Sunday, June 10, 2012

Capote (2005) Directed by Bennett Miller


Astrid:
For artists life is material. Life is the source from where to steal for art. The dilemma is to decide where to draw the line. Do we have to plow deep in our personal lives to create material, or should we observe other people's stories and use them? Should we befriend and care for people if they seem like good material? Do we become responsible for their well-being or can we just follow their path and report elsewhere?

Truman Capote wrote a novel about real people and I watched a movie about Capote writing that book. Each act fictionalizes reality. The onion is peeled and each layer that's taken off becomes narrative. In the end, here I am feeling all kinds of feelings about the living artist, Truman, and his choices. As if what I just said about fictionalization went over my own head.

Capote's In Cold Blood became a best-seller once it was released in 1966. He needed to see the two killers of his 'story' hanged for him to be able to write the ending. If Capote, the film, is to be believed Truman was very calculated in his approach to the murderers. He helped them when it helped him and left them alone when he got tired of waiting to be able to write his ending. Capote pictures its protagonist as an unlikable self-obsessed man, who has an almost psychopathic ability to deal with the murderers and his own friends (Harper Lee and his boyfriend) without real emotional involvement. I wonder if it is Hollywood simplifying the character so as not to confuse the audience. How ethical is that then?

Nick :
I first came across Truman Capote from a record sleeve. Yes, he adorned the front cover of The Smiths single "The Boy With The Thorne In His Side" It sparked some interest in Capote. I read In Cold Blood. After Capote died I read his trashy unfinished book Answered Prayers (where he lays into his various literary friends). Yes, Capote was neither likeable nor reliable. That such a figure could become a literary giant in the ultra conservative 1950's is astonishing. Morrissey could have been referring to Capote directly with the title of the single Capote adorned. The real life killers of In Cold Blood would not die, and Capote could not finish his masterpiece. So, the killers Smith and Hickock became the thorns in his side.

Capote deals with how Truman wrote In Cold Blood, the story of two young men who murder a family of four in a small Kansas community in 1959.  Philip Seymour Hoffman plays Capote, it's an impersonation performance and it's immaculate (Hoffman won an Oscar for his efforts). We watch Truman befriend everyone in the Kansas town where the murders happened, the police chief and his wife, the local farmers and especially one of the two killers, Perry Smith. Dutifully accompanied by Harper Lee (an excellent Catherine Keener), Capote patches together a non-fiction novel of the grizzly events. It takes him years. Great claims are made for In Cold Blood as changing the face of the American novel whilst Truman is portrayed as a user of people to further his career.
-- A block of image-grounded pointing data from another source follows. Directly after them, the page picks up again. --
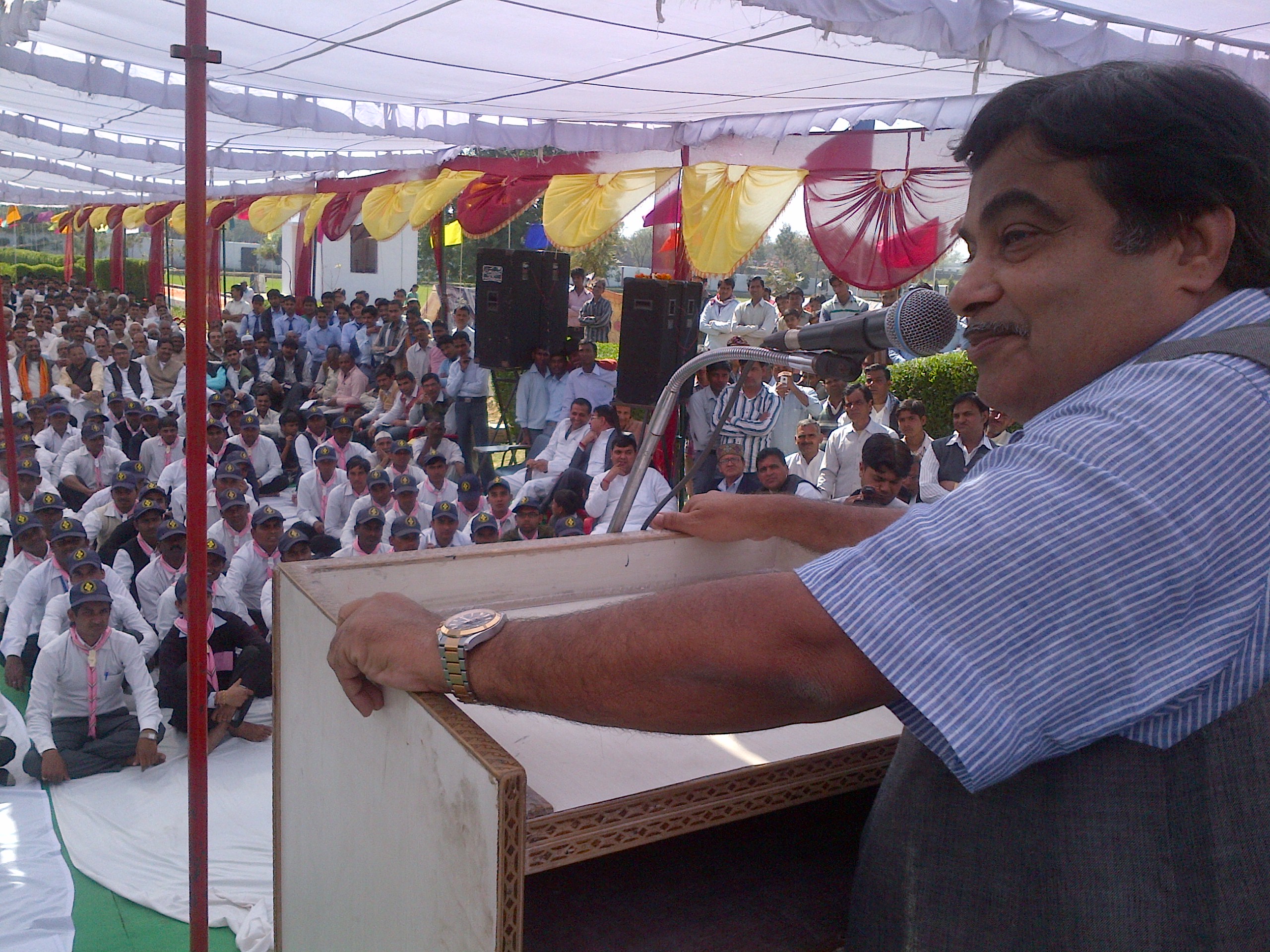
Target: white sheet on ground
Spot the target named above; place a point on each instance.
(128, 831)
(36, 889)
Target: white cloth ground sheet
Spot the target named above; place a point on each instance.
(36, 889)
(130, 831)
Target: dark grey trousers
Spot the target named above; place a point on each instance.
(1119, 847)
(117, 734)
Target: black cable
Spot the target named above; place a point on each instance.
(709, 448)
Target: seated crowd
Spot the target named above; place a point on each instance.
(369, 420)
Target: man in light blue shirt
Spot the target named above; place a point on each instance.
(468, 388)
(1078, 640)
(320, 337)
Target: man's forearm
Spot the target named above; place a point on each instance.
(756, 662)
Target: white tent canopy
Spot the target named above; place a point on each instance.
(91, 99)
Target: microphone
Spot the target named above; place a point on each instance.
(919, 324)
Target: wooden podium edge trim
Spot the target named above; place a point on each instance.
(599, 829)
(507, 772)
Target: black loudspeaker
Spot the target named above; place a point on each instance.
(522, 302)
(659, 333)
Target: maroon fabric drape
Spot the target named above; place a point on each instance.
(339, 215)
(89, 257)
(117, 258)
(878, 229)
(67, 254)
(303, 281)
(154, 266)
(493, 201)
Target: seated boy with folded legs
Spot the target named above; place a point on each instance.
(76, 717)
(239, 668)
And there lies the rub with Capote the film. Excellently acted, well written and directed, Capote engages. But at it's heart, it can't decide weather it's trying to salvage Capote's reputation as the great American author, or reveal his true nature as a bit of a shit. Even with his close-relationship to the killer Perry Smith, there is an overbearing sense of manipulation in Truman's actions, we don't really feel his sadness towrds Perry's death.  I re-read In Cold Blood some 10 years ago, it's a good book, nothing more. Harper Lee's To Kill A Mockingbird (constantly mocked throughout the fim) feels more induring to me. Even Capote's Breakfast At Tiffany's novella is nowadays more affectionately known as Audrey Hepburn's iconic moment. As we see in various scenes, Truman Capote's sharp toungue and cruel ridicule of the New York literary glitterati has caught up with his reputation. Could it be that Truman just pissed too many people off?